Asegura que no quedarán sino ruinas de los asentamientos palestinos, que su venganza será brutal y metódica, que no quedará piedra sobre piedra que sirva de refugio a los “terroristas”, que el fuego lloverá sobre el pueblo condenado y maldito como si se tratase de una repetición de la crónica bíblica de la destrucción de Sodoma y Gomorra.
Centenares de muertos y de heridos de parte y parte, las cifras suben y suben y no paran de subir, como la espuma sangrienta de una hemorragia incontrolable. La sangre anega los campos y las ciudades israelíes y palestinas. Mueren civiles inocentes que quedan cautivos en medio del cruce de disparos, cada parte reclama por las bajas de los suyos, olvidan que todos somos seres humanos, que todos estamos emparentados entre nosotros, más aún los árabes y los judíos cuyas raíces comunes se pierden en las arenas infinitas del tiempo.
Los responsables de la muerte de esos civiles inocentes son dolorosamente los que tienen el dedo en el gatillo, son los que disparan a lo que se mueva motivados por el odio, la ira, la intolerancia, la codicia.
Las guerras siempre causan más muertes entre los civiles que entre los combatientes, no hay mal necesario, no se puede justificar el asesinato, no se pueden exculpar los abusos con otros abusos, no se pueden reparar los hornos crematorios con el exterminio de otros pueblos.
En esta tierra de mestizos nadie tiene un origen cierto, no hay descendientes “puros”, no hay subhumanos, ninguna facción puede alegar su hegemonía, los humanos somos una sola raza, una raza exitosa, creativa y depredadora, el yin y el yang se intrican en nuestra naturaleza, nuestro mestizaje nos hermana aún más, toda guerra es fratricida.
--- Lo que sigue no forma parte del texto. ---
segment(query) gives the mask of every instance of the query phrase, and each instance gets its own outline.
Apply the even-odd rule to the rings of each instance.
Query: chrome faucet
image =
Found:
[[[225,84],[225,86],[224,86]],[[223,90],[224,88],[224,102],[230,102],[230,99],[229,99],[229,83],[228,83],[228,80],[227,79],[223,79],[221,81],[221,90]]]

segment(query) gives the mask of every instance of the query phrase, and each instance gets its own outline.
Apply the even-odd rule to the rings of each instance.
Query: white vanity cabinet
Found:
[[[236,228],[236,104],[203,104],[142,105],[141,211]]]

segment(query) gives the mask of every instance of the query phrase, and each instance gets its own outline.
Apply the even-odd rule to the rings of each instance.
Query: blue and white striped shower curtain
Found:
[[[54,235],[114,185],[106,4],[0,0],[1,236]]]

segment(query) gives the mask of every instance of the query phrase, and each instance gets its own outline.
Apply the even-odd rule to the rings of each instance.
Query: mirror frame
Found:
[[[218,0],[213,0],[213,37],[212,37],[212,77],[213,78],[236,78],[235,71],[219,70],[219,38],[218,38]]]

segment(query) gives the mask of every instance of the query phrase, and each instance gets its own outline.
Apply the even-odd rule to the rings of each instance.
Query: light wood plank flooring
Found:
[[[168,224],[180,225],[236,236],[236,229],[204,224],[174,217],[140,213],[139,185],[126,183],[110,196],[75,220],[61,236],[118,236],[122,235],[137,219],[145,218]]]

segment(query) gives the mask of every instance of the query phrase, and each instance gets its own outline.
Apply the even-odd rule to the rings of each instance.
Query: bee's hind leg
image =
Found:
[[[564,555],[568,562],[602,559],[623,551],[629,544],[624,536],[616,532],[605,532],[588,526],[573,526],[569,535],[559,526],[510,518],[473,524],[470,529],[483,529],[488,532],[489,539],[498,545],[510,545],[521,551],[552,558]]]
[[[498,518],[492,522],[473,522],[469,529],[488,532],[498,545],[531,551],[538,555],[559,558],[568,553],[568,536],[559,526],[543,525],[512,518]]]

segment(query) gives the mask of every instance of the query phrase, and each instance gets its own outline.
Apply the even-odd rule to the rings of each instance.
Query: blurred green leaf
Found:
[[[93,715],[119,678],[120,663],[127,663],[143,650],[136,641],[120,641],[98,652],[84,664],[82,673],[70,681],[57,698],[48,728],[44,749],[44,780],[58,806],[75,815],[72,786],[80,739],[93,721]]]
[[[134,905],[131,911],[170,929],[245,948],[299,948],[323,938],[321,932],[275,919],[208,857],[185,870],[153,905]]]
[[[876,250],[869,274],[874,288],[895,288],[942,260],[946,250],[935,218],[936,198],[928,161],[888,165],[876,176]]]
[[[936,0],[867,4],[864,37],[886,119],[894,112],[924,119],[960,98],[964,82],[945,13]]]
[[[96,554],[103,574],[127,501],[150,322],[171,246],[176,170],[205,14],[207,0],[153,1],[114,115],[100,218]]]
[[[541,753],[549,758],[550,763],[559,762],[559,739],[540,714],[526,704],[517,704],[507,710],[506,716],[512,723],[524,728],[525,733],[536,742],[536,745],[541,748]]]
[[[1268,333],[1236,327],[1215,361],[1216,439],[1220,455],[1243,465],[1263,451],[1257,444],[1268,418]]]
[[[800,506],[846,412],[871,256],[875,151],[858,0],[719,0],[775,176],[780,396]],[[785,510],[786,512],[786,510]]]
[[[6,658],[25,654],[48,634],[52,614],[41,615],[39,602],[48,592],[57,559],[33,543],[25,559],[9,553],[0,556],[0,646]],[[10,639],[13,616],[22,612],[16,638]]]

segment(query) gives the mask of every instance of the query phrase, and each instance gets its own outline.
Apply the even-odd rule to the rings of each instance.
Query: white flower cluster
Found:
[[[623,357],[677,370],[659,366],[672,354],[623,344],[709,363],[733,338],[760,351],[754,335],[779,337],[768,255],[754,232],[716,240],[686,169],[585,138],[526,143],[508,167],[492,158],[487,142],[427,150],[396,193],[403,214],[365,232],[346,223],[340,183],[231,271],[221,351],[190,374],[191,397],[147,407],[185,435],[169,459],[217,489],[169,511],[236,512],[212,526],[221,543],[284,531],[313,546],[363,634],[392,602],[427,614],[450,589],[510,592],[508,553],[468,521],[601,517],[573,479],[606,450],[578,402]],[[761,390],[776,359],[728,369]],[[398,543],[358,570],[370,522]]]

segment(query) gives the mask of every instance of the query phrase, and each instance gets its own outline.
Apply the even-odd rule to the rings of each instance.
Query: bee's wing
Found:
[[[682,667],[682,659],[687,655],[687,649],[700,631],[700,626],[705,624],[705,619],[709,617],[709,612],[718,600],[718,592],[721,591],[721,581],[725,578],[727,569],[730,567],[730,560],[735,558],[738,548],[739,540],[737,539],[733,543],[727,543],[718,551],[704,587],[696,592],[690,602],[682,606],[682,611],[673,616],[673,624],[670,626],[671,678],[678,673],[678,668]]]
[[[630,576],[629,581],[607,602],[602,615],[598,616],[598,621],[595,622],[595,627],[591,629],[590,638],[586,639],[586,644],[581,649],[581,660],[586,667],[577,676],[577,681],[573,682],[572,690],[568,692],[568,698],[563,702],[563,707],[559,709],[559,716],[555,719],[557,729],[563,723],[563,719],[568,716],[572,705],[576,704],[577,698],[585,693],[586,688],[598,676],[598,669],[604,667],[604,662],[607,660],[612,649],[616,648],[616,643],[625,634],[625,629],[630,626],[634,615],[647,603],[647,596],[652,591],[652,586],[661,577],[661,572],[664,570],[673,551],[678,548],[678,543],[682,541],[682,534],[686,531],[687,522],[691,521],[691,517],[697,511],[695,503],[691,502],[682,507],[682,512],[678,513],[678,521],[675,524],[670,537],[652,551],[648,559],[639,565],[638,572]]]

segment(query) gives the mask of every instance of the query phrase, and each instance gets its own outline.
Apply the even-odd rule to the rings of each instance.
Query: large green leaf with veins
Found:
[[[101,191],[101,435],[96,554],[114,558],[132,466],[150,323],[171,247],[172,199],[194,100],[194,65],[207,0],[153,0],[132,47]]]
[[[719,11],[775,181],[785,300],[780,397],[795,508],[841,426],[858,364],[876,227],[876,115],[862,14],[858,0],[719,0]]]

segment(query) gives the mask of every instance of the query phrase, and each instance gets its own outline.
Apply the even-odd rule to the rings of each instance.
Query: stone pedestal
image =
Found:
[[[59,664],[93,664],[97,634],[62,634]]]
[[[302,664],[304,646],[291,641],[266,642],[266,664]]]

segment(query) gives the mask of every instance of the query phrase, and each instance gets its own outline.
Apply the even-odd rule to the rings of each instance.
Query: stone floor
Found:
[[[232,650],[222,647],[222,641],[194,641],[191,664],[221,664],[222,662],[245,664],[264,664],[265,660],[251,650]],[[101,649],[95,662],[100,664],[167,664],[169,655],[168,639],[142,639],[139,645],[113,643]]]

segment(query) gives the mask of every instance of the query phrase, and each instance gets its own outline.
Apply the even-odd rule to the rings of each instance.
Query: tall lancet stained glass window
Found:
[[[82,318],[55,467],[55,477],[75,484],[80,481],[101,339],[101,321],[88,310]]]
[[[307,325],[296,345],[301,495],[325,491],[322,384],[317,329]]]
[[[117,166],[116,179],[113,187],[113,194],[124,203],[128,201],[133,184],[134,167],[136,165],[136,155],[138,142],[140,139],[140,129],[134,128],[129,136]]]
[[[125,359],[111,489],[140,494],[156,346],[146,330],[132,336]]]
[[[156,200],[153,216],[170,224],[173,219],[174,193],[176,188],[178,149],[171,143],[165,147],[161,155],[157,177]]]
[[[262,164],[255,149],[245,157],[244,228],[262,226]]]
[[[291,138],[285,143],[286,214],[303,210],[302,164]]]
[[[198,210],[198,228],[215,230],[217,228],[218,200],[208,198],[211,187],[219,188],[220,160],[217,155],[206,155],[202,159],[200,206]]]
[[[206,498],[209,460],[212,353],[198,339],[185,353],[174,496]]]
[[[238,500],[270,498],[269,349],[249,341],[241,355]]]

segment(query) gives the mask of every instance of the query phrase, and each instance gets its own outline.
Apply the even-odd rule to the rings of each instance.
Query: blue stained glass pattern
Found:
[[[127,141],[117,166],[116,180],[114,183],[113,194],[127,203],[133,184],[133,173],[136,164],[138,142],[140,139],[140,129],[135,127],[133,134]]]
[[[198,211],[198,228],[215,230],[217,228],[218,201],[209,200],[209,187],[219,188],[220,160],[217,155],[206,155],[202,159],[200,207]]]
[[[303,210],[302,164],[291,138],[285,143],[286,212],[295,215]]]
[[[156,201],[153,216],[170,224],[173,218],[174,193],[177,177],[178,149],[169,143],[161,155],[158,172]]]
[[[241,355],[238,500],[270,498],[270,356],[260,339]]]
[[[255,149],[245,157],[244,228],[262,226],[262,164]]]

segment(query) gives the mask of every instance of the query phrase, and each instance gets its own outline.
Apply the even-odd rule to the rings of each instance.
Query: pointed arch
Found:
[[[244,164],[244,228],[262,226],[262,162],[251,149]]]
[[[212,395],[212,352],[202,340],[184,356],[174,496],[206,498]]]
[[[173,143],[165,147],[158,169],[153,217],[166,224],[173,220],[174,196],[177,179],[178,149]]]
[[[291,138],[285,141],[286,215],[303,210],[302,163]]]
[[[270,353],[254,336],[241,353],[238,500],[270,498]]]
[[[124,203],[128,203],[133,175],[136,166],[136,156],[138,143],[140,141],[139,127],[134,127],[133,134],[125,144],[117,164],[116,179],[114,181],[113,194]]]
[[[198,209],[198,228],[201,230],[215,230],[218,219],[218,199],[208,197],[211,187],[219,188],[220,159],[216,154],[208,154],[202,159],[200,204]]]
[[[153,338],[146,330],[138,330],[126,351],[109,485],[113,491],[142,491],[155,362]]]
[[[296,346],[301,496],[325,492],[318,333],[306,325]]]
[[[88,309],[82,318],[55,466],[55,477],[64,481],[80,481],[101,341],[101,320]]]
Hay que tomar partido, definitivamente hay que hacerlo, pero hay que tomar partido por la paz, por la vida, por el respeto y la tolerancia, por el diálogo constructivo e inteligente, por la sobrevivencia de esta humanidad suicida, por la persistencia de esta tierra generosa y depredada, por un futuro y un mundo donde, queramos o no, tenemos que caber todos.
Hay que tomar partido por la vida, por el respeto, por la inclusión, por la empatía y la tolerancia, por la naturaleza y la humanidad.
“Hay un dios” decía con tristeza una anciana señora, nuestra sociedad no puede seguir siendo una fábrica de muertos, para algo debe servir la vida más que para llenar fosas comunes, para dispersar cenizas en los campos, para llenar los ríos de cadáveres insepultos.
Hay que honrar la vida por la vida misma, hay que respetar el brote que se asoma humilde entre las piedras, la pequeña alimaña que busca afanosamente su sustento, hay que respetar la vida de nuestros semejantes, hay que tender la mano en vez de mantenerla tensa en el gatillo.
Hace muchos años un loco en esas tierras – Las señoras encopetadas de ahora dirían “un mariguanero” – osó hacer un llamado a la tolerancia, al mutuo respeto, al amor al prójimo, a su aceptación como semejante, aún más: A reconocerlo como parte de uno mismo. Su mensaje fue captado por algunos, descontextualizado por los amos de esa época, degradado por los sacerdotes y los políticos, pero, a pesar de todo, nos llega aún con suficiente claridad y elocuencia a nuestra sensatez, a nuestra humanidad, nos emplaza, nos iguala y nos advierte: “No hagas a otros lo que no quieras que te hagan”.
Para algunos, como la anciana señora, hay un dios, para otros es una utopía, lo cierto es que utopía o dios hay una gran diferencia entre un dios de la guerra y un dios de la paz, de la concordia y del amor.
No estoy seguro de que necesitemos a un dios, pero de lo que si no me cabe duda es que, si queremos sobrevivir y superar los retos de la existencia en la coyuntura actual ese camino no pasa por la guerra, pasa obligatoriamente por la paz, por la concordia, por el mutuo respeto y por el amor al semejante.